People's Park and the Great American Infill

Godi...hFWs
21 Jan 2024
36

"Peoples Park in Berkeley on April 1 2021

Back when I was a sophomore in college, I used to go up and visit a friend of mine at Berkeley to watch anime. His apartment was on the edge of People’s Park, a little one-block park near the UC Berkeley campus. I remember walking through the park past the homeless encampments and drug users, and feeling a little bit adventurous.
The origin of People’s Park reads like a fairy tale of the 1960s. The university bulldozed the site in order to turn it into student housing, but a pair of hippies, who had been using the vacant lot for their romantic affair, called for it to become a park instead. Other hippies responded and came together to build the park on their own. When the university came and fenced it off to begin housing construction, the hippies protested en masse. The cops brutally suppressed the protest, killing one bystander, but ultimately backed off. From that moment up until now, the university has intermittently tried to develop People’s Park, and every time its development plans have been foiled by protesters.
Now, after all these decades, the university may finally have its way. A new plan to turn the park into a combination of student housing and supportive housing for homeless people and veterans has been temporarily halted by a court order and is being fiercely protested by a few local leftist types, but the university has walled off the whole block with shipping containers, and earth-moving machinery has already torn up much of the park.
I am of two minds on this.
Obviously, the state of California and the city of Berkeley are in a severe housing crisis, caused by stubborn refusal to build new housing. The NIMBYism that has blocked housing again and again represents the anti-development bargain of the 1970s — the hippies’ dream of open space, and minorities’ fear of displacement, combined with affluent suburbanites’ desire to keep the poor out of their communities. Economically speaking, People’s Park will do a lot more for the homeless when there are houses on top of it. The leftist protesters who suggested that the homeless live in shipping containers instead of supportive housing sounded just as out of touch as any NIMBYs. (They also hounded a Berkeley city councilmember out of office with death threats, which was a pretty bad thing to do.)
And to be fair, the park is not really the community gathering place that the hippies originally intended. Police are called to the park about five times a day, on average, and there’s about one violent crime there every five days. In 2017, a 2-year-old playing in the park was fed methamphetamine by a woman there. There are plenty of places in Berkeley where hippies do gardening and community events; this is not one of them. I can’t blame the university for wanting to redevelop it.

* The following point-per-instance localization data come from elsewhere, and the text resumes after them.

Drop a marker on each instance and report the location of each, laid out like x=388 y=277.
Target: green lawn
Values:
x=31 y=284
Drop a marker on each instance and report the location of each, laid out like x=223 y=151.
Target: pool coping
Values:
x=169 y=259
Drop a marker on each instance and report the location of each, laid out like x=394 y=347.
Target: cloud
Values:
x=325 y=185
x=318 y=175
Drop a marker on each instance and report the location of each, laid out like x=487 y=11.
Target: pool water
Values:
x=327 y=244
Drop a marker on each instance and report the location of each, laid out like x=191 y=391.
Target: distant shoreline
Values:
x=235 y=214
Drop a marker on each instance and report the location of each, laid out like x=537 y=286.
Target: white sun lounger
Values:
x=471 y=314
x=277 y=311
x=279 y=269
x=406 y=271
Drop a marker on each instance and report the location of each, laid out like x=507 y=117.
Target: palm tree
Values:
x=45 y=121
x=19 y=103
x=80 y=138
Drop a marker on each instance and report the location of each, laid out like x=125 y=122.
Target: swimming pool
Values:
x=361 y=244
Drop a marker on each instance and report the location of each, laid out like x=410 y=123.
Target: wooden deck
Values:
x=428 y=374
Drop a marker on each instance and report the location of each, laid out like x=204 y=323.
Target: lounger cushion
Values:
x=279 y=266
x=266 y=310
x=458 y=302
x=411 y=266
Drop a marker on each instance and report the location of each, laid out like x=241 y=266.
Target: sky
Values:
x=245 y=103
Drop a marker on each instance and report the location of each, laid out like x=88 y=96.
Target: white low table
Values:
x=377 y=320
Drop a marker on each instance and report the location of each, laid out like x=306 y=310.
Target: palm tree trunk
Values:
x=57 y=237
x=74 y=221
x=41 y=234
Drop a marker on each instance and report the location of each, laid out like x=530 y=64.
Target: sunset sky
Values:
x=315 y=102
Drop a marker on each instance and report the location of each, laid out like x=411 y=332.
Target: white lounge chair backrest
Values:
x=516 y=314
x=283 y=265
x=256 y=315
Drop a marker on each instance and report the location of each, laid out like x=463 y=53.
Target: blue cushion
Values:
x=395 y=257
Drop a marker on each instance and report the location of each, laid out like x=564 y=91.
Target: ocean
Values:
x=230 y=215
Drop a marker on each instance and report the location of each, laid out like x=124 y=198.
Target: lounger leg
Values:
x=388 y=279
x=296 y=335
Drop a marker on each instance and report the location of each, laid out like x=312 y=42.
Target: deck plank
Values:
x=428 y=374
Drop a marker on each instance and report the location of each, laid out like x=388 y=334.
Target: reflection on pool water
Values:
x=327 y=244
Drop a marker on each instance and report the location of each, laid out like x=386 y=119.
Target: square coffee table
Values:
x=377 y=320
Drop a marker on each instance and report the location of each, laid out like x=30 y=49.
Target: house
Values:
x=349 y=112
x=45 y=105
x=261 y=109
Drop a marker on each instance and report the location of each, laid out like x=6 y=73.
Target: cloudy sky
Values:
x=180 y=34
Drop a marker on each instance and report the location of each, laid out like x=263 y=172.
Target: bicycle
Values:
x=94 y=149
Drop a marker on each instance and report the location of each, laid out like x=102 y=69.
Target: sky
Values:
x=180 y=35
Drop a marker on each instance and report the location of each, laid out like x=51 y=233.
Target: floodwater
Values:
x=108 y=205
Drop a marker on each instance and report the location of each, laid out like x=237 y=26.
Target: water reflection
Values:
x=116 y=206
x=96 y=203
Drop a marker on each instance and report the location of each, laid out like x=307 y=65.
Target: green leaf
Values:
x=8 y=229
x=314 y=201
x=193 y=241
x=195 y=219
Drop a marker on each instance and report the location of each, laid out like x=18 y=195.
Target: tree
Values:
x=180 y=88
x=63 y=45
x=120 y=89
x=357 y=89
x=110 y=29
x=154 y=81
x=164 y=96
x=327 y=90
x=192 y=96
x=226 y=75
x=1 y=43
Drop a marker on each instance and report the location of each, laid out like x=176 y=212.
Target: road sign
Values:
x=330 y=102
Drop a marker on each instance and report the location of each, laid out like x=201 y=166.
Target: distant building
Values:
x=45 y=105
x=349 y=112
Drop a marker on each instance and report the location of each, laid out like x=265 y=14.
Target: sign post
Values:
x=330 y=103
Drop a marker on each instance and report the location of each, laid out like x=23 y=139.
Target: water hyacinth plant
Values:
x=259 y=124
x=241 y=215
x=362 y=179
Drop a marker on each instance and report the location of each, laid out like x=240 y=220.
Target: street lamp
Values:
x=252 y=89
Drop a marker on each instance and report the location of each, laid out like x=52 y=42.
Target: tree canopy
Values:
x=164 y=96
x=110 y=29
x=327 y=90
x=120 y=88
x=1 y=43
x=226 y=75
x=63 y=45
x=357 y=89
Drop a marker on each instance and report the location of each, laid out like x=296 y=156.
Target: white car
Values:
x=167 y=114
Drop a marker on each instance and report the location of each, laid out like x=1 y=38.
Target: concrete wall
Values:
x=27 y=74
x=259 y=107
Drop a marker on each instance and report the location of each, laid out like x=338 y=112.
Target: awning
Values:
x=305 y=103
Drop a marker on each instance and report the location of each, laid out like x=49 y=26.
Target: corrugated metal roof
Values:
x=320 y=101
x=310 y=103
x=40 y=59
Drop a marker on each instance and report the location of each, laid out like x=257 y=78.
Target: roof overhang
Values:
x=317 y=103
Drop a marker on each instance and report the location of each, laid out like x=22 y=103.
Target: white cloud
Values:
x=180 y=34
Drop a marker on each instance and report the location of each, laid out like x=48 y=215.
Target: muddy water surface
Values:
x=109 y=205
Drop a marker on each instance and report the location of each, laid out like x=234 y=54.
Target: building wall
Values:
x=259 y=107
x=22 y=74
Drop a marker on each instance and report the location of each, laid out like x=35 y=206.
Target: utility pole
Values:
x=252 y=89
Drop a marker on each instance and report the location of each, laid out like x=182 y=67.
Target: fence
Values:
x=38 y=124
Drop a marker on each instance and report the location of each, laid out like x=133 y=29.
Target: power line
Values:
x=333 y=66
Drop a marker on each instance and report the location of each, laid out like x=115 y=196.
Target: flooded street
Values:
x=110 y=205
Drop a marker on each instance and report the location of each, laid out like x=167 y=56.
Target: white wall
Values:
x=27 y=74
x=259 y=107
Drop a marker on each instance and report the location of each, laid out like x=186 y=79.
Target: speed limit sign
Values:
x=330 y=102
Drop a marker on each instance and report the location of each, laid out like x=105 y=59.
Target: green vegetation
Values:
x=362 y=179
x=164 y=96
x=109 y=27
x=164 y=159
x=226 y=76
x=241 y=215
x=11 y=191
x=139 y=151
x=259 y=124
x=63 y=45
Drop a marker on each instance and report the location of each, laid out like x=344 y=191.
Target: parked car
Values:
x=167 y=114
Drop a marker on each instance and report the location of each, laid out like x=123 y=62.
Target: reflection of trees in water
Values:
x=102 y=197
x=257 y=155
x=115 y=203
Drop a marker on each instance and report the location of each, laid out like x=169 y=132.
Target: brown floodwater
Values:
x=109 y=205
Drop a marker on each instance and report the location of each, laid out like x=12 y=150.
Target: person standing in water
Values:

And yet at the same time, it feels like something wild and untamed is going out of the world. People’s Park is — or maybe I should say, was — a little irreducible island of chaos in the middle of the orderly world of suburban streets and houses and public university buildings. Walking by it, the upper-class professionals of tomorrow and the landed homeowning gentry were forcibly reminded every day of the existence of society’s most abject castaways. As they stepped quickly and nervously past the park, the lurking presence of tents and huddled forms in the corners of their vision served as a reminder that the game they had spent their whole lives winning was one that someone had lost. And perhaps at the back of their minds, a small voice whispered: “That could have been you.”